# Overview

The goal of this code is to use the Wanikani API to retrieve review items that have not been "burned" by the user despite availability for a long time so that the user can further review those items. The end output of this code is two .csv files that can be imported into Anki to be used as flash deck cards for further study.

In [34]:
import os
import json
import sqlite3
import pandas as pd
import requests
import datetime
from pprint import pprint

token = 'YOUR TOKEN HERE'

# Function Definitions

In [35]:
def dbg_print(statement, cond = True):
    if cond == True:
        print(statement)
        
debug_cond = False

The definition of wanikani_req is due to trunklayer. (See https://community.wanikani.com/t/python-api-call-headers-problem/45614/2)

In [36]:
def wanikani_req(token, endpoint):
    
    address = 'https://api.wanikani.com/v2'

    headers = {
        'Authorization': f'Bearer {token}'
    }

    with requests.get(f'{address}/{endpoint}', headers=headers) as r:
        response = r.json()
    #pprint(response)
    
    return response


If a request from the wanikani API is too big, it is split into multiple pages. The following code ensures that all requests are pulled.

In [37]:
def wanikani_pull(token, endpoint, debug_cond = False):
    #ACQUIRING THE RESOURCES
    #First, let's get a list of all the requests. Unfortunately, we are limited to 500 resources returned for collection endpoints
    #This means if there's more than 500 resources we need to return, we need to navigate Wanikani's pagination system.
    #(EXCEPTION TO THE ABOVE, some API calls return 1000 resources at a time.)
    
    orig_endpoint = endpoint
    dbg_print("TOKEN SPECIFIED: " + token, debug_cond)
    dbg_print("ENDPOINT SPECIFIED: " + orig_endpoint, debug_cond)
    
    assignment_arr = []

    req = wanikani_req(token, endpoint)
    requests_to_get = req['total_count']

    dbg_print("TOTAL REQUESTS TO GET: " + str(requests_to_get), debug_cond)

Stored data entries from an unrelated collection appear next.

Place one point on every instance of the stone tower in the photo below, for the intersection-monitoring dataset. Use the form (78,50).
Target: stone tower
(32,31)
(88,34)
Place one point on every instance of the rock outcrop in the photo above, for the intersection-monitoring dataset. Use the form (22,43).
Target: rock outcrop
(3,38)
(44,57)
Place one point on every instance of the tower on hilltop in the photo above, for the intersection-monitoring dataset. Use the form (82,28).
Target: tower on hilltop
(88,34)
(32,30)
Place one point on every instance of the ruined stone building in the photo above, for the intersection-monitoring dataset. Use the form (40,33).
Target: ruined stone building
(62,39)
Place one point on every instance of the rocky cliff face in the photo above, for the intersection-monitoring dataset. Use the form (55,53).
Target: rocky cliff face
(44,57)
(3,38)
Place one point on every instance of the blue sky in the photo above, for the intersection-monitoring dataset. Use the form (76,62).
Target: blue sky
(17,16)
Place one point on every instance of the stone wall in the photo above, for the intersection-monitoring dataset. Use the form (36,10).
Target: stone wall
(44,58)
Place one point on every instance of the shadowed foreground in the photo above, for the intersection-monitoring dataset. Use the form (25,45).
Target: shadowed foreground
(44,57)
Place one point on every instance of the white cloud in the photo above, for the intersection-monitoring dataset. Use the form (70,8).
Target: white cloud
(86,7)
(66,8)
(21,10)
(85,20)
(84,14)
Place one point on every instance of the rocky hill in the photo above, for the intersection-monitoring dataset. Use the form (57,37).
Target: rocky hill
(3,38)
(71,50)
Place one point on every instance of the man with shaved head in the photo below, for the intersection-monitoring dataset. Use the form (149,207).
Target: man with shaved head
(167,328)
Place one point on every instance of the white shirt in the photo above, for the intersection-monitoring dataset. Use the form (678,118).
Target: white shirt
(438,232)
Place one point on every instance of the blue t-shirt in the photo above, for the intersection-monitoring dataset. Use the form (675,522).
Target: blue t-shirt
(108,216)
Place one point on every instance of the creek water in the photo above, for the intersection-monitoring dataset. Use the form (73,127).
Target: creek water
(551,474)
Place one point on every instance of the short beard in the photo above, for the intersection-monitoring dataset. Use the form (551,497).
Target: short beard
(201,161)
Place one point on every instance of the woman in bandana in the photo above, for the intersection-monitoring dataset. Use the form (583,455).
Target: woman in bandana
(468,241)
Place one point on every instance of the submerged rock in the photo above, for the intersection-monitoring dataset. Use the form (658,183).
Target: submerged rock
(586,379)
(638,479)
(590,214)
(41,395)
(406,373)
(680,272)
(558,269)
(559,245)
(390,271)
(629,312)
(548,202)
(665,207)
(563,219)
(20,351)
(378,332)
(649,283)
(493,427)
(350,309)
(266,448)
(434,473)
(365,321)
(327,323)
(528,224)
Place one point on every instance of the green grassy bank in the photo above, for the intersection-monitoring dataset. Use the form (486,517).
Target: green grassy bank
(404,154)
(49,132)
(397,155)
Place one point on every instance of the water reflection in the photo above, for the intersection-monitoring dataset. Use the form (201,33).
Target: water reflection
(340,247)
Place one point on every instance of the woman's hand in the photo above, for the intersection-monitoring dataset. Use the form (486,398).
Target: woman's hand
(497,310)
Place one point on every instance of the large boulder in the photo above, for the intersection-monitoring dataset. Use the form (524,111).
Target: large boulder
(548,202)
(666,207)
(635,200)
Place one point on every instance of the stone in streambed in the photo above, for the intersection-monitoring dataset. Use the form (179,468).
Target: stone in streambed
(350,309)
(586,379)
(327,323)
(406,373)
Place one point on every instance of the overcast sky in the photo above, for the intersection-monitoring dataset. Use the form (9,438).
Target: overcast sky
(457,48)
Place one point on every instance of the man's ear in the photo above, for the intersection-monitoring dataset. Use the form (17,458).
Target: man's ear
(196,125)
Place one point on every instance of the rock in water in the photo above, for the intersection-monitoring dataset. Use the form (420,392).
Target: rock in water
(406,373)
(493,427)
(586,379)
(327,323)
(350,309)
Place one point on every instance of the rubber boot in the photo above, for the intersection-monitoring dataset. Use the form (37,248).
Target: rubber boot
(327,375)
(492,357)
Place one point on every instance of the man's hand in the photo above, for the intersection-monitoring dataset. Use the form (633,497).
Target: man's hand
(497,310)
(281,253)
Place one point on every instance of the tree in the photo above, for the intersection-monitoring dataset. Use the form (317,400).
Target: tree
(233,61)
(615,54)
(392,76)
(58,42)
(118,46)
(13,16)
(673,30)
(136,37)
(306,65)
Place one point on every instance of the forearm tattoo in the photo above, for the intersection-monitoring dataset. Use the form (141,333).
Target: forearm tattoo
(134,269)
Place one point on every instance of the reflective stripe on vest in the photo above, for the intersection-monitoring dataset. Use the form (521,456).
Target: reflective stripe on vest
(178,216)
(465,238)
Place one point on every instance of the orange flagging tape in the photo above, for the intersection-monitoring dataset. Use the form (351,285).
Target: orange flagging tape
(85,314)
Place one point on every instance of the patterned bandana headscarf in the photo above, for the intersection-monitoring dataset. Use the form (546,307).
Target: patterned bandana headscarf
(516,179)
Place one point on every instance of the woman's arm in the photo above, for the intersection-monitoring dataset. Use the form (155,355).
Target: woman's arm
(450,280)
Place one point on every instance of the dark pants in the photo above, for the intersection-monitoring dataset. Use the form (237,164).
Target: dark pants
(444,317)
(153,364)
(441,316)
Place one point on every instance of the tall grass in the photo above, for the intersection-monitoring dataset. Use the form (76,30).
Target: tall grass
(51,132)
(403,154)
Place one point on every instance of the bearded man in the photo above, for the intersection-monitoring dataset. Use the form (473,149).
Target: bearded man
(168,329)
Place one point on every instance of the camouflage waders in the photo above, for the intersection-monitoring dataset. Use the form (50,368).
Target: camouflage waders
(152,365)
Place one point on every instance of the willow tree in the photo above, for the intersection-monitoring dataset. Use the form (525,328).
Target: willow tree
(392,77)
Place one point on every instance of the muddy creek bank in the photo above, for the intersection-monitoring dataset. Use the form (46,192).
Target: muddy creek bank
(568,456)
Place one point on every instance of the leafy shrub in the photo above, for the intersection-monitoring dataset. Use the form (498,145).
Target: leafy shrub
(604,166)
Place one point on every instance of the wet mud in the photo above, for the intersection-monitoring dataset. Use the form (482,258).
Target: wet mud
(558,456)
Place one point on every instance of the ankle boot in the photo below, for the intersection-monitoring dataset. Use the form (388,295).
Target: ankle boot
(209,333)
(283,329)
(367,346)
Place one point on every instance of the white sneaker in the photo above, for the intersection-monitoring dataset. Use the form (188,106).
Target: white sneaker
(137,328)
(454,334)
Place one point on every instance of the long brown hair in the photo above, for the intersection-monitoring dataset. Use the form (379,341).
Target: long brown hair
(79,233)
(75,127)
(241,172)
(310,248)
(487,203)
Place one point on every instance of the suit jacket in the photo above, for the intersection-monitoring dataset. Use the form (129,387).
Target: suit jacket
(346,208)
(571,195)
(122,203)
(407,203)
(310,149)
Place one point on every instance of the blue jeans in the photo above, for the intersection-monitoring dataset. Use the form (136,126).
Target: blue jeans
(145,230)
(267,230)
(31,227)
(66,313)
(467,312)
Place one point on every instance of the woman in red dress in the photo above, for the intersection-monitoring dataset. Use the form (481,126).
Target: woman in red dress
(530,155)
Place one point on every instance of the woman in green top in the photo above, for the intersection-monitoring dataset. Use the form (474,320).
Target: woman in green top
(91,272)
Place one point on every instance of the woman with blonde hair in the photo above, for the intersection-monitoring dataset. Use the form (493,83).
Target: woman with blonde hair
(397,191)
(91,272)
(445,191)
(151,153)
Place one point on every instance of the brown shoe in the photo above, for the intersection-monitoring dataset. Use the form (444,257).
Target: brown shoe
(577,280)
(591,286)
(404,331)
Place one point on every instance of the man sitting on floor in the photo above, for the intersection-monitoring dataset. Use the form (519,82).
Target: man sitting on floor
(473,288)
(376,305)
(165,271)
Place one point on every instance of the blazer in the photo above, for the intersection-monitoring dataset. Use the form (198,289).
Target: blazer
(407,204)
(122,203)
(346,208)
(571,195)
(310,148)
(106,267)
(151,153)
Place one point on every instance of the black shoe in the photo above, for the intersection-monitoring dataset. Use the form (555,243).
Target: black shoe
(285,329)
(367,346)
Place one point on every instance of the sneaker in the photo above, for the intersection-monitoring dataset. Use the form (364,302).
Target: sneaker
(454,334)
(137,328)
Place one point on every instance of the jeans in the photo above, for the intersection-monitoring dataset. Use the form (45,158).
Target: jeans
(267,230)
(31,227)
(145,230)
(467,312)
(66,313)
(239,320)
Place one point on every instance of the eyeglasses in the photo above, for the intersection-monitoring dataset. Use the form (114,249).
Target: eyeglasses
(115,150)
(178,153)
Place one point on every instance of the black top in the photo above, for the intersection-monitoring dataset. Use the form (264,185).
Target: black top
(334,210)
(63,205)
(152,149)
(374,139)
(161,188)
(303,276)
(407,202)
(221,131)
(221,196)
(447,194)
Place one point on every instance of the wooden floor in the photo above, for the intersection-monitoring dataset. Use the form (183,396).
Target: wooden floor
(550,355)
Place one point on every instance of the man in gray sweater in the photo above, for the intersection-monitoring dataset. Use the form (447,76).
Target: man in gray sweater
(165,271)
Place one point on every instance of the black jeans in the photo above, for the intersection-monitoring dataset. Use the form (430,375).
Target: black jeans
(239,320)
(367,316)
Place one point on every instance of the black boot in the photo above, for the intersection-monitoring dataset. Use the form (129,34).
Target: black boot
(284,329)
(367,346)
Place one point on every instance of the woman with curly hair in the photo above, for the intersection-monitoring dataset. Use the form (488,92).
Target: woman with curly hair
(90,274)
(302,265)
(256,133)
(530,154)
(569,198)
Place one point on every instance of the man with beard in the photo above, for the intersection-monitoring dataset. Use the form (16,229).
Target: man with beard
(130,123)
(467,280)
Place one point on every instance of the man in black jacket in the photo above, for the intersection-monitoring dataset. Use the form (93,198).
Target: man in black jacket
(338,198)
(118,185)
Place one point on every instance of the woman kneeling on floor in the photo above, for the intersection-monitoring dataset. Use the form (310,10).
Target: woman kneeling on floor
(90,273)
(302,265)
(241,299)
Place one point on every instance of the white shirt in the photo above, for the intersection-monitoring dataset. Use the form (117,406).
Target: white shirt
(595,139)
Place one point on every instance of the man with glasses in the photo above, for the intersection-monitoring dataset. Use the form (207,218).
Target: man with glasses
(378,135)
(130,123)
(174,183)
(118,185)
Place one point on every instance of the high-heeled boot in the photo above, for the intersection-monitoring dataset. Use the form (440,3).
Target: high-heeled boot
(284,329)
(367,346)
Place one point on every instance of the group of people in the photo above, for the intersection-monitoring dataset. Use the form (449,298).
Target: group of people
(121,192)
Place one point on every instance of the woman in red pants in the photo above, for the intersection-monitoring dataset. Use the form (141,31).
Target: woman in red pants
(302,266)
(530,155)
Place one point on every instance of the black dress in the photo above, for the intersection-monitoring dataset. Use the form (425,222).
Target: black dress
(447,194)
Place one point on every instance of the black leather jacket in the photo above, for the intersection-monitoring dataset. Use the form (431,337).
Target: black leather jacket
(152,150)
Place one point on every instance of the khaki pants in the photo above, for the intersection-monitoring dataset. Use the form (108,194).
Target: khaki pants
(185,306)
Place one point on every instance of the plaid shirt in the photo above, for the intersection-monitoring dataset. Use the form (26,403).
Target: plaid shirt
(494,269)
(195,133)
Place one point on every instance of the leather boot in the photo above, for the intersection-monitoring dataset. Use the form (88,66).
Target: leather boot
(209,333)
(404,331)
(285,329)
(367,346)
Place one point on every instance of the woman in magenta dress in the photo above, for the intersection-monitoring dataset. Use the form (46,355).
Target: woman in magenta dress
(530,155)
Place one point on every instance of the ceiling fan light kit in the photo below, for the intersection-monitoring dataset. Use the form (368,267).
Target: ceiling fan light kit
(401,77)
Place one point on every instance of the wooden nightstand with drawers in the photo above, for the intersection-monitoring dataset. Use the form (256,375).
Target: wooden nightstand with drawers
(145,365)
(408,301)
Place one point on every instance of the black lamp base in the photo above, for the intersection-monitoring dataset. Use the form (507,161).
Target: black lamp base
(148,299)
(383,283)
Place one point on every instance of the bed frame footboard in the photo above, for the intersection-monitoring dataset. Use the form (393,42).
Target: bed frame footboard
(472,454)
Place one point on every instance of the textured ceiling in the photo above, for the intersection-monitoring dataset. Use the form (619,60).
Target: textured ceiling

    assignment_arr = assignment_arr + req['data']
    requests_to_get = requests_to_get - len(req['data'])

    dbg_print("After batch 1 added...", debug_cond)
    dbg_print("TOTAL REQUESTS TO GET: " + str(requests_to_get), debug_cond)

    i = 1
    while requests_to_get > 0:
        i = i + 1
        
        #Get the info from the JSON that we need to pull the next page
        url_info = str(req['pages']['next_url'])
        address = 'https://api.wanikani.com/v2'
        endpoint = url_info[len(address)+1:]
        
        #Now, make a request with the new endpoint
        dbg_print("NEW ENDPOINT: " + endpoint, debug_cond)
        req = wanikani_req(token, endpoint)
        assignment_arr = assignment_arr + req['data']
        requests_to_get = requests_to_get - len(req['data'])

        dbg_print("After batch " + str(i) + " added... ", debug_cond)
        dbg_print("TOTAL REQUESTS TO GET: " + str(requests_to_get), debug_cond)

    #This final step is so that our data appears in a "JSON-like" format
    assignment_dict = {"data": assignment_arr}
    dbg_print("PULL COMPLETED!", debug_cond)
    return assignment_dict

Before I can pass the dates as date variables into the SQL database, I need to clean them up to meet SQL's datetime format

In [38]:
def date_cleanup(date):
    #The argument will take the form of something like '2021-09-29T00:27:27.473588Z'
    try:
        SQL_date = date[0:10] + ' ' + date[11:11+8]
    except:
        SQL_date = "NULL"
    
    return SQL_date

Useful helper function for computing the date and time of some days ago (and returning it as a string that can be used in SQL queries).

In [39]:
def x_days_ago(days):
    days = days

    current_datetime = datetime.datetime.now()
    cutoff_line = current_datetime - datetime.timedelta(days = days)

    date_str = cutoff_line.strftime("%Y-%m-%d")
    time_str = cutoff_line.strftime("%H:%M:%S")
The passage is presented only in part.